Kreis Bergstraße (kb). Wertvoll und verletzlich zugleich: Das saure Niedermoor Öhlklingen bei Wald-Michelbach ist ein zentraler Lebensraum für viele Arten und ein natürlicher Wasserspeicher. Entwässerung, zu viele Nährstoffe und fehlende Pflege haben es in den letzten Jahren allerdings zunehmend geschwächt. Um das rund zehn Hektar große Niedermoor langfristig zu sichern und renaturieren, fördert der Kreis Bergstraße das Vorhaben der NABU-Stiftung Hessisches Naturerbe mit Mitteln aus der naturschutzrechtlichen Ersatzzahlung. Dafür übergab der Hauptamtliche Kreisbeigeordnete und zuständige Dezernent Matthias Schimpf kürzlich einen Förderbescheid in Höhe von rund 149.500 Euro an Anne Michaeli von der NABU-Stiftung Hessisches Naturerbe.

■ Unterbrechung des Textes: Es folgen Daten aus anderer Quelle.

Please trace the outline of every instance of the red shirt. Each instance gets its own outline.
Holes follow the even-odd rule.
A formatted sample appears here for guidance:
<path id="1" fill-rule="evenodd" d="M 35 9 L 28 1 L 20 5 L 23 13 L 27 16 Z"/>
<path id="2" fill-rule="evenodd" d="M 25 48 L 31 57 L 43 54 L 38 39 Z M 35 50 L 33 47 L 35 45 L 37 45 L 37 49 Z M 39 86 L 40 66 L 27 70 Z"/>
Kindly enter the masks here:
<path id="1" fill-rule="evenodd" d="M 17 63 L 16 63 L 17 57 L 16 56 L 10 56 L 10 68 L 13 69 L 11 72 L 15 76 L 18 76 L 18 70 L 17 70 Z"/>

„Das Saure Niedermoor in Wald-Michelbach ist ein einzigartiger Lebensraum, der für Artenvielfalt und Klimaschutz gleichermaßen von großer Bedeutung ist. Ich freue mich sehr, dass wir gemeinsam mit der NABU-Stiftung Hessisches Naturerbe und der Kommune Wald-Michelbach ein Projekt voranbringen können, das den Naturschutz im Kreis Bergstraße nachhaltig stärkt“, betonte Matthias Schimpf.
Die Zuwendung wird als Projektförderung und nicht rückzahlbarer Zuschuss im Wege der Vollfinanzierung gewährt. Der Finanzierungsanteil beträgt somit 100 Prozent der zuwendungsfähigen Ausgaben. Geplant ist der Ankauf von elf Grundstücken. Neben der NABU-Stiftung wird die Gemeinde Wald-Michelbach
Teileigentümerin des Niedermoors. Zur Instandsetzung finden zudem Gehölzentnahmen statt. Eine anschließende ganzjährige Beweidung soll zu der Renaturierung des Niedermoors beitragen. Unterstützend dazu soll ein mehrjähriges Monitoring die Entwicklungen begleiten.